Degenerative Adult-Onset Scoliosis

Degenerative adult scoliosis is caused by the gradual deterioration of the facet joints, which makes the straight spine shift and curve to one side. Adult-onset scoliosis is different from curvature of the spine seen in children and adolescents.

Risk Factors & Symptoms

The risk factors for scoliosis that arises in adulthood include advanced age, genetic predisposition, ligament laxity, collagen disorders, lifestyle (smoking, obesity, long-term heavy manual labor) and connective tissue disorders (lupus, scleroderma). Adult scoliosis is also frequently related to osteoporosis and can develop after surgery that results in a spinal imbalance. Additionally, some adults treated for childhood scoliosis may need revision surgery.

Symptoms include the slow progression of increasingly severe low back pain, forward leaning, significant non-alignment of the spine and loss of height, as well as weakness, numbness and pain in the lower extremities, bladder and bowel dysfunction, dyspnea and fatigue.


When possible, degenerative adult- onset scoliosis is first treated medically with anti-inflammatories, pain medications, physical therapy and exercise. Surgery is usually recommended for patients with uncontrollable pain, spinal stenosis, extensive and progressive thoracolumbar curvature and decreased cardiopulmonary function, as well as significant impairment of daily function.

Scoliosis surgery for adults can be more challenging than that used with children and adolescents because of several factors, including the patient’s age and increased chance of medical comorbidities; the existence of osteoporosis, which can make fusion difficult; failure of the spine to fuse; and the potential for neurological injury.

A Surgical Case Study

A 70-year-old woman with a history of laminectomy using instrumentation and fusion, was experiencing uncontrollable back and leg pain that was worsening steadily and preventing her from walking or standing for more than 30 seconds.

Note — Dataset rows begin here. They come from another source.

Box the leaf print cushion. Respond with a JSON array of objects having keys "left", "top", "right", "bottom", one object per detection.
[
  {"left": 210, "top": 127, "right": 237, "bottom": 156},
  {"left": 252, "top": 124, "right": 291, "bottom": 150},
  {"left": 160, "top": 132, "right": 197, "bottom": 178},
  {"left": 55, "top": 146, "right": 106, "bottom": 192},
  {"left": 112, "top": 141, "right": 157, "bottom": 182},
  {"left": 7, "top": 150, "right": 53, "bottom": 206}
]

A thorough physical examination, X-rays, CT scans and MRIs found disc desiccation at every level in the thoracic spine, stenosis at T11-T12, significant kyphotic deformity and thoracolumbar scoliosis with a lateral bend to the left side; the curvature measured 35 degrees.

Otherwise healthy, she was diagnosed with  degenerative adult-onset scoliosis — a condition estimated to affect as much as 68% of adults over age 65. When she presented to Artem Vaynman, MD, a Board Certified NYU Winthrop Hospital neurosurgeon, who specializes in complex and minimally invasive spine surgery, she was refractory to medication, with immobilizing pain and weakness laying waste to the quality of her life.

“The combination of the compression of the spinal nerves and the significant spinal curvature was causing back pain and lower- extremity weakness,” explained Dr. Vaynman. “Recent studies have found that the disability of patients with severe progressive spinal deformity can be compared to that experienced by patients with bilateral leg amputations.”

“This patient was definitely a candidate for surgery,” Dr. Vaynman said. “Her spine was considerably unbalanced; she was leaning both forward and to the side. We recommended operating in two stages. While I knew the surgeries would be complex and not without risk, I felt they were basically safe and would help relieve her pain, which was compromising virtually every aspect of her life.”

The first stage consisted of an L2-L3 anterolateral decompression diskectomy with interbody fusion in order to free the nerves from com- pressing material and alleviate the pain. It involved the use of a lateral cage system to achieve anterior decompression of the spinal cord and neural tissues.

The second surgery, a posterior thoracolumbar instrumented fusion from T10 to the pelvis, was designed to align the spine, stop the curve’s progression and provide spinal stability. In this case, Dr. Vaynman essentially welded the vertebrae together using bone autograft and allograft. He then supported the area with bilateral posterior metallic rods and fixation screws extending from the thoracic region to S1.

During both procedures, intraoperative fluoroscopy, as well as somato-sensory-evoked and motor-evoked potentials were employed to monitor and detect any changes in spinal cord integrity during manipulation and curve correction. The complex procedures were performed on the same day over a total of 10 hours.


“Six weeks postoperatively, X-rays showed excellent spinal alignment,” reported Dr. Vaynman. “And several months later, with her walking and ability to stand dramatically improved, the patient reported she was pain-free.”


1. Schwab F, Dubey A, Gomez L, et al. Adult scoliosis prevalence SF-36 and nutritional narameters in an elderly volunteer population. Spine 2005;30:9:1082-1085.